La société Gold Fields, groupe coté à Johannesburg et New York, produit chaque année 3,5 millions d’onces d’or et exploite 8 mines en Australie, au Ghana, au Pérou et en Afrique du Sud. Le groupe est le deuxième producteur local d’or, et quatrième mondial. Ce mouvement pourrait avoir des répercussions sur le groupe, suite aux cinq jours de grève sur le site de KDC. Celle-ci a été menée par des mineurs contestant la Direction du NUM (National Union of Mineworkers), syndicat majoritaire dans les mines, qui « revendique 83% d’adhérents chez Gold Fields ».

Un mouvement de grève de 15.000 mineurs

Le site de KDC s’est arrêté dans le secteur Ouest durant quatre jours après une première grève sauvage affectant les puits Est. Ces mouvements de contestation planent sur des possibles affaires de corruption, notamment une affaire de cotisation « obsèques », pour laquelle la Direction du syndicat, le NUM (National Union of Mineworkers), est contestée.

Les revendications sont floues, mais les mineurs demandent principalement une hausse des salaires. Devant les caméras de la télévision nationale, les mineurs ont brandi des panneaux en carton réclamant 12.500 rands (1.200 euros) par mois, comme leurs collègues de Marikana, a indiqué l’“Agence France Presse”. De son côté, Sven Lunsche, porte-parole de Gold Fields, a indiqué à la presse que les mineurs « réclament un changement à la tête de la section du NUM ».

A Marikana, la contestation continue, les mineurs qui ont débuté la grève suite à un désaccord avec le syndicat NUM n’ont pas repris le travail lundi 10 septembre. D’après les forces de l’ordre citées par l’“AFP”, près de 10.000 mineurs ont formé un cortège pour marcher sur une mine du site Eastern Platinum, où les travailleurs n’étaient pas en grève.

Un climat politique tendu

Très critiqué par les médias et l’opinion publique sud-africaine, le Président Jacob Zuma est en mauvaise position pour ne pas avoir lancé les réformes du pays, notamment la lutte contre la corruption, contre la prévarication et le népotisme dans la société sud-africaine. Son concurrent direct, Julius Malema, ex-leader de la Ligue de jeunesse de l’ANC exclu du parti, en profite pour annoncer ouvertement qu’il a décidé de rendre « ingérable » le secteur minier, symbole des inégalités et des très mauvaises conditions d’une majorité de salariés noirs.

Le congrès de l’ANC (Congrès national africain) aura lieu en décembre.
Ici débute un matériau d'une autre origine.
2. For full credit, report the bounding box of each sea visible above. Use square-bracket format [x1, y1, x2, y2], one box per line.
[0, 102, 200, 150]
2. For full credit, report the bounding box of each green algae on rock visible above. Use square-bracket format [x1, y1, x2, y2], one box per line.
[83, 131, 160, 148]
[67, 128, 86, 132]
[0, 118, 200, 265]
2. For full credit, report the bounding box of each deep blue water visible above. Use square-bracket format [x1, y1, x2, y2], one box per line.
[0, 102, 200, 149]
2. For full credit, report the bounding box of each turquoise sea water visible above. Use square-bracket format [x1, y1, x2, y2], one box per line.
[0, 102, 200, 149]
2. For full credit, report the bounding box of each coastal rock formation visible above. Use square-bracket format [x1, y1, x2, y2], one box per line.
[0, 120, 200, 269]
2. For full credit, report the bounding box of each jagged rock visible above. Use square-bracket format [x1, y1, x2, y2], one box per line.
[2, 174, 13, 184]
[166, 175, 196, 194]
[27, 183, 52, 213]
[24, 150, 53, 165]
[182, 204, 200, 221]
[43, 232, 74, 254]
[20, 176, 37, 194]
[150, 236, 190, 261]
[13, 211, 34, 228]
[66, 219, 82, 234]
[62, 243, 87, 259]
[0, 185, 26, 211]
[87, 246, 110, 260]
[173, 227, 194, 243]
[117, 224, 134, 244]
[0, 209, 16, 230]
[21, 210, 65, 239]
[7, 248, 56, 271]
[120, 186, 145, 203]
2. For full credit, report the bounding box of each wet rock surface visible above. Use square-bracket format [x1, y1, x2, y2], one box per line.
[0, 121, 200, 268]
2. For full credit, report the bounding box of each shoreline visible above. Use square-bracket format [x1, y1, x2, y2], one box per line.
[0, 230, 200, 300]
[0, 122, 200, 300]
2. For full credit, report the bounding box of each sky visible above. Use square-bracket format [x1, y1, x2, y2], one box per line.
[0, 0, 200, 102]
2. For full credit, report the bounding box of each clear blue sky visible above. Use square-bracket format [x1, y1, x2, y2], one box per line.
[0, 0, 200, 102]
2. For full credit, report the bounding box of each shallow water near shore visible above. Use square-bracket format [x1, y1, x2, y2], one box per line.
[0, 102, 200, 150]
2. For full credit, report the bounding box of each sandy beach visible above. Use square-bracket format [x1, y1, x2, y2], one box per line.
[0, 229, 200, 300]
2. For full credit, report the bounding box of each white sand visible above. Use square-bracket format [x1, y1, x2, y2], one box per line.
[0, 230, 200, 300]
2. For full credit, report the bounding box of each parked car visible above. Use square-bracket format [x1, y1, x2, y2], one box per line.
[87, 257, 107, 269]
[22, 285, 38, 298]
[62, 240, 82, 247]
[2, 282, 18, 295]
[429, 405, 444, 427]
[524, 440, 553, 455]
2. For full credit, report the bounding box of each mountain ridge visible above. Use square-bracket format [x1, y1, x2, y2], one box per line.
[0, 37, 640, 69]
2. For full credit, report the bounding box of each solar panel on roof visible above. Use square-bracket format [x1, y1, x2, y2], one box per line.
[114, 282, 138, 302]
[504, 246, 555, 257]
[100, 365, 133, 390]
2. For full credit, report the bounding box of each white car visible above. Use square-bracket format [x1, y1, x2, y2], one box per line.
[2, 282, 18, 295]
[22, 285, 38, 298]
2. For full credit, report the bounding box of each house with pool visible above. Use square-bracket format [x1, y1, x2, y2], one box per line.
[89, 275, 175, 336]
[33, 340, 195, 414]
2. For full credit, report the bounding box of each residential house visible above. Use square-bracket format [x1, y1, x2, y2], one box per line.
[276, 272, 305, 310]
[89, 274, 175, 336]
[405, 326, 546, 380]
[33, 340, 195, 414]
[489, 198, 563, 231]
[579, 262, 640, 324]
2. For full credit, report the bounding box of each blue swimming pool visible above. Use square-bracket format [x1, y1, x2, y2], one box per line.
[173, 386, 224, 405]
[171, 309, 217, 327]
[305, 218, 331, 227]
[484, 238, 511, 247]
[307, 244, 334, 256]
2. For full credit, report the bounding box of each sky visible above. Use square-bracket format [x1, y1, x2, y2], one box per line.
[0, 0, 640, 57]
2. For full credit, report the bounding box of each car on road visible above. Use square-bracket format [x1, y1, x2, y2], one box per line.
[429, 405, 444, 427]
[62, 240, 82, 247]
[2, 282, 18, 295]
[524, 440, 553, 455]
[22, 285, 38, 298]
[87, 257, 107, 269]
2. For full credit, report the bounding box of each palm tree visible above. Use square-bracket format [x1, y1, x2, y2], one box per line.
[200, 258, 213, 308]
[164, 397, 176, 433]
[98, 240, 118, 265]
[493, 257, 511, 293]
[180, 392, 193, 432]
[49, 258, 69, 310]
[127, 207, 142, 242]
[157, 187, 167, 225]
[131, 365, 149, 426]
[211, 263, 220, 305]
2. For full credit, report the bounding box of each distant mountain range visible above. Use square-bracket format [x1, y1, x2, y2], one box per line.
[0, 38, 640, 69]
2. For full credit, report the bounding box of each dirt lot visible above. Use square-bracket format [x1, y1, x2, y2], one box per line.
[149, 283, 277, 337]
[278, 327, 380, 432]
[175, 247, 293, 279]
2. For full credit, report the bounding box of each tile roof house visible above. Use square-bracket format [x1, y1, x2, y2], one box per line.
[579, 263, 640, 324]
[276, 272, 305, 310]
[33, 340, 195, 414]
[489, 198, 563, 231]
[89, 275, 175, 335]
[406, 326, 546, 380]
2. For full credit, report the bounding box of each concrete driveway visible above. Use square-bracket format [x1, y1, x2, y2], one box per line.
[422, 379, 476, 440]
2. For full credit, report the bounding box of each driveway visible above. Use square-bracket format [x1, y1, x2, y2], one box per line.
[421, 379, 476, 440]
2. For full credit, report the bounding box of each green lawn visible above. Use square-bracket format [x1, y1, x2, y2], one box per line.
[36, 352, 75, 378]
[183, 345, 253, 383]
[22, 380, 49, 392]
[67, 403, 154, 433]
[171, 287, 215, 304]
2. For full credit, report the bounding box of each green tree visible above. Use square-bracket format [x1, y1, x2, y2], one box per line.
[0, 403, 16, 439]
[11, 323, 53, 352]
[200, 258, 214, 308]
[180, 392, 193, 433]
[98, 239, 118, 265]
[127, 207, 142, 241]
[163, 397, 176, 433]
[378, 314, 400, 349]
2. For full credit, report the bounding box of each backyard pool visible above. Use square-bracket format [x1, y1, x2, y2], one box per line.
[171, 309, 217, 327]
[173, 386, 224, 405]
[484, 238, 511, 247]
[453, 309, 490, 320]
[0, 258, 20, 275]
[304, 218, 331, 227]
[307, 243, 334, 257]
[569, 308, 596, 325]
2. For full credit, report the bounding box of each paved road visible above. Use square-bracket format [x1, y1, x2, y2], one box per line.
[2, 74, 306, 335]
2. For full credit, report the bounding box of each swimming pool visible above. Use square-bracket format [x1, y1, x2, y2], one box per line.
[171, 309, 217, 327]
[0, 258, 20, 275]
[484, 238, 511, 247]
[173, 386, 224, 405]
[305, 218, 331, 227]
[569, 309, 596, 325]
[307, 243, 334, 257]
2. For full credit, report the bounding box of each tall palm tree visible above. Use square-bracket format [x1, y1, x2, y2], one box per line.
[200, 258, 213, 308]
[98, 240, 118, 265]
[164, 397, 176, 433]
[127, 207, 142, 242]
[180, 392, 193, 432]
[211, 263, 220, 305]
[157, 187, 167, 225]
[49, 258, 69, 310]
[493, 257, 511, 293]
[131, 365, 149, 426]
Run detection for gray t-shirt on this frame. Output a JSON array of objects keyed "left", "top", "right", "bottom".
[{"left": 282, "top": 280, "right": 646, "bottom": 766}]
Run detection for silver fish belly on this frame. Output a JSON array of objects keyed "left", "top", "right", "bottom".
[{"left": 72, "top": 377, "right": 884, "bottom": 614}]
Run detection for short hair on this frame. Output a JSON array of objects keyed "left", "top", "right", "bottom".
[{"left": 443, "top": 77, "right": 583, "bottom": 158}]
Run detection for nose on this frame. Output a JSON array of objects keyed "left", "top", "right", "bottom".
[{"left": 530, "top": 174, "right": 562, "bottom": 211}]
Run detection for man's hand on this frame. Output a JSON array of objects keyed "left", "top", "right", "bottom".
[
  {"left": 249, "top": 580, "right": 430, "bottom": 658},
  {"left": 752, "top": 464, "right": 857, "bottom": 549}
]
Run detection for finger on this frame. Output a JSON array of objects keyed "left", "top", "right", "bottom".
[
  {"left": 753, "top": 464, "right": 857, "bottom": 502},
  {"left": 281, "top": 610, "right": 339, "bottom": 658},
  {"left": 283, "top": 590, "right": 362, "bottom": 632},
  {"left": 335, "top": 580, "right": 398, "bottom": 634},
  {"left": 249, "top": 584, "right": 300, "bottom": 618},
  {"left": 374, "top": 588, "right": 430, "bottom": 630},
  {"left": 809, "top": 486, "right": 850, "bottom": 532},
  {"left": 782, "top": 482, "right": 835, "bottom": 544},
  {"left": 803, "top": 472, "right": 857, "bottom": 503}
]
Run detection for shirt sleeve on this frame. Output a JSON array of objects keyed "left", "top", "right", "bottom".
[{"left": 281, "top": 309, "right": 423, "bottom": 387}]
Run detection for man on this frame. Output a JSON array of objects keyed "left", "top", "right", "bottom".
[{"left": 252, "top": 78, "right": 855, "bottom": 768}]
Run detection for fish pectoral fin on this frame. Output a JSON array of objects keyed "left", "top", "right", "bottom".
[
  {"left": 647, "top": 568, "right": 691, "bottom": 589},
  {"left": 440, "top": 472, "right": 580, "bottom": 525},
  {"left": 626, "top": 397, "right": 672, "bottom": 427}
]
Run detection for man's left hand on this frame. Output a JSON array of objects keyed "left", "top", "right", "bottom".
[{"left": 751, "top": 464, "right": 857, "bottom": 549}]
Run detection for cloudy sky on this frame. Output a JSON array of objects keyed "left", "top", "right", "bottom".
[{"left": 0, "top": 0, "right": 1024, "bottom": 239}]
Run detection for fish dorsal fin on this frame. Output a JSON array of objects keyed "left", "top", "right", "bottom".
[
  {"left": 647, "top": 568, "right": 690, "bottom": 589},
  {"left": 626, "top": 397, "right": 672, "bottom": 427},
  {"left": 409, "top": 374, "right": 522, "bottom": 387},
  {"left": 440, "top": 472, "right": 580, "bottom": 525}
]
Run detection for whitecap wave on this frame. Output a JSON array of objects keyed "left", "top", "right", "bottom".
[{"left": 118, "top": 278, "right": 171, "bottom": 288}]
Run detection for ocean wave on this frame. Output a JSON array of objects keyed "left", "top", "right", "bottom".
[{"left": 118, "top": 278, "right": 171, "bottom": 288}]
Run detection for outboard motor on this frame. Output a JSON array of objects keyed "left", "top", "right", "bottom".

L’organisation est actuellement en pleine crise de personnes et idéologique. Le devenir du secteur minier dépendra des conclusions de ce congrès. De son côté, Julius Malema a appelé les mineurs de Gold Fields à se diriger eux-mêmes : « S’ils ne tiennent pas leurs engagements envers vous, vous devez vous diriger vous-mêmes ».

Crispen Chinguno, Sociologue à l’Université de Witwatersrand à Johannesburg, cité par l’“AFP”, a expliqué que les grèves étaient devenues contagieuses. « Même si les travailleurs ont de vraies revendications sociales, cela va bien au-delà d’un conflit du travail. Certains politiciens ont fait main basse sur la grogne des travailleurs parce que la mine est au cœur de l’ordre économique, social et politique en Afrique du Sud ».